Rating: D
Dir: John Adams, Zelda Adams, Toby Poser
Star: Toby Poser, Zelda Adams, John Adams, Lulu Adams
This is testament to the absolute uselessness of Rotten Tomatoes. Somehow, this is 100% fresh there (and with no small number of reviews), to the point I actively had to double-check there aren’t two different movies with the same title. It was an utter grind to get through, right from the start where a legless guy recites a poem about a demon which might have been written by a Vogon. It goes on and on and on, before finishing to rapturous applause. This is what happens when… Well, y’know how it’s a red flag when the same person writes, directs and stars in a film? Well, there are THREE of them here. A full trio who can’t even.
I mean, fair play to the Adams family, as they style themselves – how amusing! – for making their own films, on their own dime. But, man, based off this, the results are difficult to watch. Disjointed, boring and self-indulgent. And those are the good points. Witness the sequence here where a supposed Depression-era period piece gets interrupted by what appears to be a music video for the family’s punk metal band. Like everything else in the film, to more rapturous applause, probably. And I say “period piece”, but the carnival workers here look far more likely to have strayed in from a Marilyn Manson concert, than off the boardwalk. Don’t get me started on the World War I reenactment flashbacks either, Exhibit A for not knowing your limitations.

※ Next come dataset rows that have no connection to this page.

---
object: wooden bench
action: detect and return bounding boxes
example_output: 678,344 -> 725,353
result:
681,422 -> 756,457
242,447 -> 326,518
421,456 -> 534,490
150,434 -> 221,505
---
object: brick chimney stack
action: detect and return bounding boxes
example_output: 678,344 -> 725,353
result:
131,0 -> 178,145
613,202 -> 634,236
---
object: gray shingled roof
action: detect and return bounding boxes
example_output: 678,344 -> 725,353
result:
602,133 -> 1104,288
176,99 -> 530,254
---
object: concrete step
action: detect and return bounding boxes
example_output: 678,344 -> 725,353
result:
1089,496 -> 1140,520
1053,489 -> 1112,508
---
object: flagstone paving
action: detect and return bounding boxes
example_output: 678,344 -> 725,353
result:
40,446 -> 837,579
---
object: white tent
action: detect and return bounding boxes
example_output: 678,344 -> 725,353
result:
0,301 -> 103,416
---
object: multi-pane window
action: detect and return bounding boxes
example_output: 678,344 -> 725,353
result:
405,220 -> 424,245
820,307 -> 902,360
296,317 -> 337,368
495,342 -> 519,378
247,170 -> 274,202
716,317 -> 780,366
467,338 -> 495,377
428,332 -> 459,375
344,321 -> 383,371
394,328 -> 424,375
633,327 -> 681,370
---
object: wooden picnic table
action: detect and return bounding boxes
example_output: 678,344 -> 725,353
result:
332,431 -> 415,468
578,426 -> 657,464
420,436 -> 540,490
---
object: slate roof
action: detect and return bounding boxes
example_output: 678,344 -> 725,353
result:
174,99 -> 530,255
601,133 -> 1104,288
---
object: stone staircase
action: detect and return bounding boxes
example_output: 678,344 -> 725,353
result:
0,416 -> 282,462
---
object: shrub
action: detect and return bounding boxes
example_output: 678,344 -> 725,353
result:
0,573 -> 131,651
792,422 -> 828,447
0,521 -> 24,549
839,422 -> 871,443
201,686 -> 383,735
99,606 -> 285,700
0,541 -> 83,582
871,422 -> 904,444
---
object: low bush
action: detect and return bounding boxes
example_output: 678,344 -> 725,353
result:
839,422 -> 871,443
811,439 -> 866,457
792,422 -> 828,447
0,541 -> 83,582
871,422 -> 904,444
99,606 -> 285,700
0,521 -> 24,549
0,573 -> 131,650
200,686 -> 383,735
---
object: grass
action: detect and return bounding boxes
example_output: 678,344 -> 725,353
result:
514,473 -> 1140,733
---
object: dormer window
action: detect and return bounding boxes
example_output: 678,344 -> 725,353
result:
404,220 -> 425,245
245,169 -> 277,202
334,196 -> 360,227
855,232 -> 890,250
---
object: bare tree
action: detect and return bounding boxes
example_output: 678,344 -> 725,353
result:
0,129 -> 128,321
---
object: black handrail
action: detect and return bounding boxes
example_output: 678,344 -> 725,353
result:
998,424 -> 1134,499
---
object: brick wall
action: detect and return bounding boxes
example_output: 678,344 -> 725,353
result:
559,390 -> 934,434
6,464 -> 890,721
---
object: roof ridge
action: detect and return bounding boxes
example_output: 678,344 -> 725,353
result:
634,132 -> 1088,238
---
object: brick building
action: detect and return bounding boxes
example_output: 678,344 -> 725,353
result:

For what it’s worth, the meandering plot has a family travelling the country in the 1930’s as part of a fair. There’s Seven (J. Adams), a veteran with PTSD – hence the flashbacks. His wife, Maggie (Poser), and their daughter, Eve (Z. Adams), who doesn’t speak, but sings, for reasons the film is deeply uninterested in explaining. As they travel the country, they also murder people unfortunate enough to get in their way, for extra cash. Or because they’re not good people, I dunno. There was nothing compelling my attention here, in plot or characters. I will say, some of the production design and cinematography had its moments, although I could have done without the switch to b&w, complete with faux film scratches. /rolls eyes
This is the kind of pretentious, “elevated” horror, with its head up its own arse, which Shudder drools over. It’s as if somebody read a poorly-translated synopsis of House of 1000 Corpses, and decided, “Yeah, I can knock that out, using the talent found around my kitchen table. But I’ll add unsubtle Satanic undertones, because everything’s better with those!” I knew I’d made a terrible mistake from the legless poetry opener, and it was more or less all downhill from there. Somehow, this ended up being a Tubi Original, but even by the uneven standard of those (with a couple of honourable exceptions, such as Lowlifes), this is a mess. Some family business needs to stay within the family, and not be aired for anyone else.